Eğitim adına ülkemizde
yapılan tartışmaların neredeyse tümü akademik başarı temelinde gerçekleşiyor. Haftaya
birinci dönem bitiyor öğrenciler karnelerini alacaklar ve inanın neredeyse
velilerin tamamı karneyi ilk ellerine aldıklarında önce sol tarafındaki notlara
bakacaklar belki bir kısmı sonradan sağında yer alan davranışların
değerlendirildiği kısmı inceleyecekler. Anne-babalar karneyi
alınca önce sağ tarafına bakarak öğrencinin yanında davranış başlığındaki
yazılanları bir bir okumalıdır. Buradaki durumu birlikte değerlendirmelidir.

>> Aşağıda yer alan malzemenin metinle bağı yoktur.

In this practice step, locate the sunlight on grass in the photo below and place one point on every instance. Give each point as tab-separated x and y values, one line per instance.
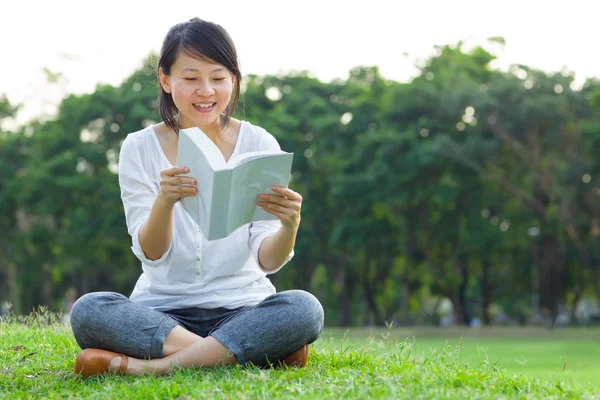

Buradaki başarısını da derslerdeki kadar belki de daha fazla ciddiye alıp
çocuğa geribildirimde bulunmalıdır. Oğlum aferin bak öğretmenin senin için çok
güzel bir cümle yazmış ayrıca davranışlarınla örnek bir öğrenci olduğun için
seni tebrik ederim, seninle gurur duyuyorum demelidir.(1)
Tıpkı bu konuda olduğu
gibi uluslararası alandaki eğitim sonuçlarımızın değerlendirilmesinde yine
notlar ve sıralamamız ön plana çıkarılmaktadır. En son yakın zamanda PISA 2018
sonuçları açıklandı. Hatta burada sosyoekonomik düzeyi yüksek ülkelerin ve
ailelerin çocuklarının daha başarılı olduğu da belirtildi. Bu gerçekten doğru
mu? Bu sonuçları etkileyen faktörler nelerdir? Bu sonuçları değiştirmek için
başka ülkeler ne gibi çalışmalar yürütüyor. Bu konularda yürütülen
tartışmaların çok azında Matematik, Fen Bilimleri ve Okuma dışındaki konular
gündeme gelebildi ve çok da dikkat çekmedi.
Milli Eğitim Bakan
Yardımcısı Mahmut Özer, PISA 2018 sonuçları hakkında değerlendirmesinde; “79
ülke arasında her üç alanda da puanlarını istatistiksel olarak anlamlı artıran
üç ülkeden birisi olduk. PISA araştırmalarında her üç alanda da Türkiye olarak
puanlarımız anlamlı bir seviyede yükseldi. Benzer şekilde sıralamamız da
yükseldi. Türkiye’nin ortalama matematik puanı 2003’ten bu yana en yüksek
düzeyine ulaştı.” Dedi. (2) Türkiye’nin her ne kadar 2015 yılındaki test
sonucuna göre puanı artsa da diğer OECD ülkelerinin ortalamasının altında
kaldı. Bu ortalamayı belirleyenler: Okuma, fen bilimi, matematik. Okumada OECD
ortalaması (seviye 2 ve üzeri için) yüzde 77 iken Türkiye yüzde 74, matematikte
OECD ortalaması yüzde 76 iken Türkiye yüzde 63, fen bilimlerinde OECD
ortalaması yüzde 78 iken Türkiye yüzde 75 ortalamalarında bulunuyor.(3) Bu
sonuçları PISA Eğitim Direktörü Schleicher bazı haber kanallarında oldukça
farklı ve çarpıcı biçimde yorumladı. Ama söylediklerinin ülkemizin sıralamadaki
yeri dışındakiler ya dikkat çekmedi ya da unutuldu.
PISA Eğitim Direktörü
Andreas Schleicher tarafından kaleme alınan Dünya Okulu adlı kitapta bu sınavla
birlikte elde edilen verilerin ülkelerdeki eğitim sistemleriyle ve şartlarıyla detaylı
karşılaştırması yapılarak aşağıdaki farklı sonuçların ortaya çıktığı
gösterilmektedir. (4) Bu tür
değerlendirme sonuçlarından sonra kesin olan bir şey var ki toplumun eğitimden
beklentisi ve daha iyi eğitim yapılması isteği artıyor. Eğitimin kalitesiyle
ülkelerin ekonomik başarıları arasında güçlü bir bağ bulunuyor ve bu tür
araştırmalarla bu artık ölçülebiliyor. Dünyanın hemen her yerinde eğitim
ağırlıkla okullarda yapıldığı için gözler tümüyle okullara çevrilmektedir.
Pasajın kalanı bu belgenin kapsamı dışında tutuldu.